Ama bir de karşımıza öyle insanlar çıkıyor ki; işte tam da sana “aidiyet” duygusunu hissettiriyor ve gerçekten sana, varlığıyla güvende olduğunu hissettiriyor. Şu anki görev yerime ilk gün, sabah geldim, kapının önünde durdum. Büyük bir kapı var ve sanki bana “hadi geç” der gibi duruyordu.

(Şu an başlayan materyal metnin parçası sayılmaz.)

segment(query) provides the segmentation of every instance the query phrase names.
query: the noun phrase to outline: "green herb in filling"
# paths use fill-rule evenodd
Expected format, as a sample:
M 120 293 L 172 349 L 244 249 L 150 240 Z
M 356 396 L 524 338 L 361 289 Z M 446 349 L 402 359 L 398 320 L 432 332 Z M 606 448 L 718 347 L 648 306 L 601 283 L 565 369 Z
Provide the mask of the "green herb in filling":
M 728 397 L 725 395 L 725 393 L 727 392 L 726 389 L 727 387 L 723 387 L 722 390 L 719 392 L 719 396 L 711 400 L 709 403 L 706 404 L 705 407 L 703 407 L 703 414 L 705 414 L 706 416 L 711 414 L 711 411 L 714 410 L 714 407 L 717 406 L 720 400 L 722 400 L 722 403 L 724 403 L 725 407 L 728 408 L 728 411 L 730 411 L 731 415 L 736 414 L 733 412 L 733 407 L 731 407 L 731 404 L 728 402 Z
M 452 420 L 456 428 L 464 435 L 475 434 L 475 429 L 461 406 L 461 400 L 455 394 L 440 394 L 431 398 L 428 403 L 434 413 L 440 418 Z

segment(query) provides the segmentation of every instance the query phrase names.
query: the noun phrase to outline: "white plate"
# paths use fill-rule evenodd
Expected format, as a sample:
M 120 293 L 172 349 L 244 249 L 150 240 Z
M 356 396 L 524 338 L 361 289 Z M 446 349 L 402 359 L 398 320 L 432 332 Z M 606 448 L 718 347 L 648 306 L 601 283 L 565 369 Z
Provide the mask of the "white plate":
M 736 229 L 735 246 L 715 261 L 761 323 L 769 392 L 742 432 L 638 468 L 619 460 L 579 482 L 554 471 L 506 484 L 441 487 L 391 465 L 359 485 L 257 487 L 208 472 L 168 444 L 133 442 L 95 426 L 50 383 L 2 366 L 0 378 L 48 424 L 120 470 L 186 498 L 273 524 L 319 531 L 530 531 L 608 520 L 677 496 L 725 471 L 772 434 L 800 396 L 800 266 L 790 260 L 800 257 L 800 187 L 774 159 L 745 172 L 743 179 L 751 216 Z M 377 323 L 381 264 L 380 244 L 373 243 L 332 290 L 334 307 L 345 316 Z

Öncesinde yaklaşık iki yıl ofis ortamında görev yaptığım için bahçe/öğrenci cıvıltısı/binanın büyüklüğü falan beni biraz duraksattırmıştı. O anda bir hanımefendi geldi ve selam verdi. Kendini tanıttı. Ben de kendimi tanıttım. O kadar cana yakın ve “sahiplenme” edasıyla yaklaştı ki anlatamam. Okulu, katları gezdirdi, öğretmen arkadaşlarla tanıştırdı, genel durum hakkında bilgi verdi ve o geçirdiğimiz on-on beş dakikalık zaman sonrasında sanki uzun yıllardır o okulda görev yapıyormuş hissine kaptırdı beni. Yani Nurhayat Hocam (ben ona ABLA diyorum) ismi gibi hayatıma çok güzel bir etki etti. Sonrasında öğretmenliğini, arkadaşlığını, ablalığını, yardımlara koşmasını, birlik ve beraberlik adına ne kadar güzel şey varsa onlarda başrolde olduğunu görünce kendi kendime dedim ki:
– “Bak oğlum Gökmen! Evet, senin ağabeyin ve ablan yoktu ama Allâh, karşına sana abla olacak birini çıkardı. Senin üzerine düşen şey, Nurhayat ablamın ne kadar güzel, hayatı içselleştiren/güzelleştiren şeyleri varsa ondan al ve asla saygıda kusur etme. Hoş, şükürler olsun bilerek kimseye saygısızlık yaptığımızı da hatırlamıyorum. Düşünebiliyor musunuz senin kanından, canından değil ama hastalık, sağlık, eğitim ve hayatın hangi alanıyla ilgili bir müşkülatın varsa senin yanında ve çözüm odaklı bir yaşam felsefesi var ablamın. Senin ismin, cismin, memleketin, dilin, siyasi görüşün hiç önemli değil. Yeter ki “insan” olalım ve bu milletin “değerlerini” birlikte muhafaza edelim ve bunu bir “bayrak yarışı” haline getirelim yaşamını benimser bir yaşamı vardır. Bana da çok değerli bir örnek olmuştur kendisi. Tekrar hepinizin huzurunda tekrar teşekkür ediyorum ablama.
Hülasası dostlar; herkese ayrı bir yüzle, bin bir kişilikle yaklaşıp “insanlıktan” çıkmaktansa, Nurhayat ablam gibi özü, sözü, yüzü “tek” olan biri olarak yaşamayı servet/zenginlik bilmeliyiz. Tak çıkar, tak çıkar şeklinde hayatı maskelerle yaşamaktansa “tek ve gerçek yüzümüzle yaşamak” asilliktir, onurdur, şereftir.